Sari Nusseibeh: Our dream of a future for both peoples is the victim of this tragedy

The author is a retired professor of philosophy and former representative of the Palestine Liberation Organization in Jerusalem

As someone who is a year younger than Israel and has lived in Jerusalem for a longer period of time, I feel alienated from the horrors being conveyed now about the suffering of Israeli civilians and the destruction of entire residential areas in Gaza.

I grew up believing that we Palestinians surrendered much of our country to Jewish settlers in 1947-48 because of conspiracy and betrayal, not strength or planning. So I was shocked in 1967 to discover that what I thought was a weak Israel, largely dependent on foreign powers, turned out to be able to crush the armies of three major Arab countries in six days.

My shock soon turned into curiosity about the secret power Israel possessed. I decided to take a look inside the enemy myself, just in case I could discover the secret. One thing that shocked me was that even their leaders lived very frugally. Another discovery was the government’s care for its people from the outset – including health, housing and national insurance – and its proud self-identity as Jews who care for each other.
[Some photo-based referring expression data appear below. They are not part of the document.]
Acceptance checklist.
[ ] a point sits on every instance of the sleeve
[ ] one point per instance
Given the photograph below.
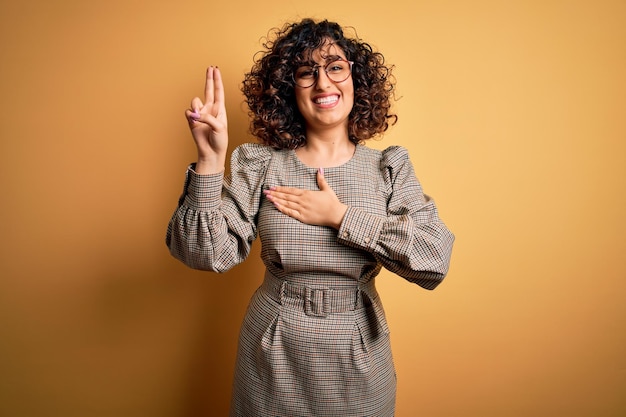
(214, 224)
(411, 240)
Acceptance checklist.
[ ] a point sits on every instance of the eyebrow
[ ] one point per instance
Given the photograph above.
(311, 63)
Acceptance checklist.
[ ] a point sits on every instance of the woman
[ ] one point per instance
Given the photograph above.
(330, 213)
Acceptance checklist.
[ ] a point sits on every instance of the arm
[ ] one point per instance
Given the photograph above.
(411, 240)
(212, 227)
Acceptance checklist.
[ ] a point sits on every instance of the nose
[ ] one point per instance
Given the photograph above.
(322, 81)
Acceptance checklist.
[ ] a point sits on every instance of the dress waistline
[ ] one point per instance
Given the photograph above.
(317, 300)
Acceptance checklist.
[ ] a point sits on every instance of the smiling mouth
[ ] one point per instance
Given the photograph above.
(327, 100)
I spent time on the kibbutz, listening to the voices of young and old, and hearing their raw love for what they believed to be an ideal future state. I couldn’t help but feel awe. My Enemy is an admirable human experiment. I decided that the Palestinian tragedy with which I had grown up was relegated to my irrevocable past and that it must be replaced by a shared future for Palestinians and Israelis.

Later, I held a teaching position at Birzeit University in the occupied West Bank. I am filled with hope and determination. My students at the time—all Palestinians—came from all over Gaza, the West Bank, and Israel itself. Many were not much younger than me and were already in prison for resisting the Israeli occupation.

A favorite topic of discussion was the Melian Dialogue—the difficult choice forced by the Athenians on the islanders, submission or death. Is history on the side of the powerful or on the side of the righteous? It’s not hard for most students to come up with their own formula: Fight for justice to the best of your ability.

As Israel saw at the time, universities in the occupied territories became “hotbeds of nationalism” that were shut down (interestingly, Israel’s recent bombing of Gaza also hit places of study). But the resolve only grew stronger. By the late 1980s, a popular movement broke out against the occupation, which these students and colleagues saw as a struggle for freedom and independence.

Israeli intelligence quickly realized that this was a political fight that required a political solution, as did many who believed in a two-state solution. Eventually, Israeli leaders, including Yitzhak Rabin, were convinced by the idea that the Palestinians must be negotiated rather than repressed. The Palestinian Authority was established nearly thirty years ago as a potential government for a Palestinian state.

Since then, prospects for an end to the occupation and the establishment of a Palestinian state in peace with Israel have deteriorated rapidly. The real reason is a conflict between two irreconcilable doctrines—a twisted version of the horse-drawn carriage dilemma of which horse to put in front: Israeli “security, then Palestinian freedom,” or Palestinian of “our freedom and then the security of Palestinians”. all”.

Does this conflict conceal a deeper denial of the reality that two peoples must share the same land—a denial of the basic formula 1+1=2? Maybe. Can it be said that a blind emphasis on security kills the chance for peace? perhaps. Regardless, it paralyzed the negotiation process and aggravated radicals and skeptics on both sides.

In Israel, this manifests itself as a tectonic shift in favor of extremists bent on “taking everything”, a shift that rears its ugly head in the struggle for judicial reform (and democratic values). In Palestine, it manifests itself in failed plans for power, a struggle against growing disillusionment with peace and a losing battle with the long-abandoned option of military struggle, now embodied in the Hamas-ruled pressure cooker called Gaza. So last Saturday was a shock not of “if” but of “when” and “how”. If you haven’t mastered this basic formula, you will always be like this.

This week, I have in mind a long list of former students and colleagues who are committed to the prospect of a just peace, as well as a long list of friends and acquaintances in Israel who share the same dream and strive for it. I remember our allies on the Gaza border shaking hands with us in the early 1980s. I remember Israeli academics participating in a protest against another wall on the campus of Al-Quds University. I remember colleagues driving to the hills south of Hebron on Shabbat to stand next to a community of shepherds being harassed by Israeli settlers.

I think of the good people from all walks of life on the other side of the divide who believe that we can and must work together to build an ideal future for our two peoples—and I cannot help but feel that our dreams are victims of betrayal. This tragedy. Reports once again reduce us all to perpetrators and victims, and the endless shifts from one to the other reflect a blindness to the unresolved shared human tragedy that was born in 1948 and that seems determined to continue to haunt us.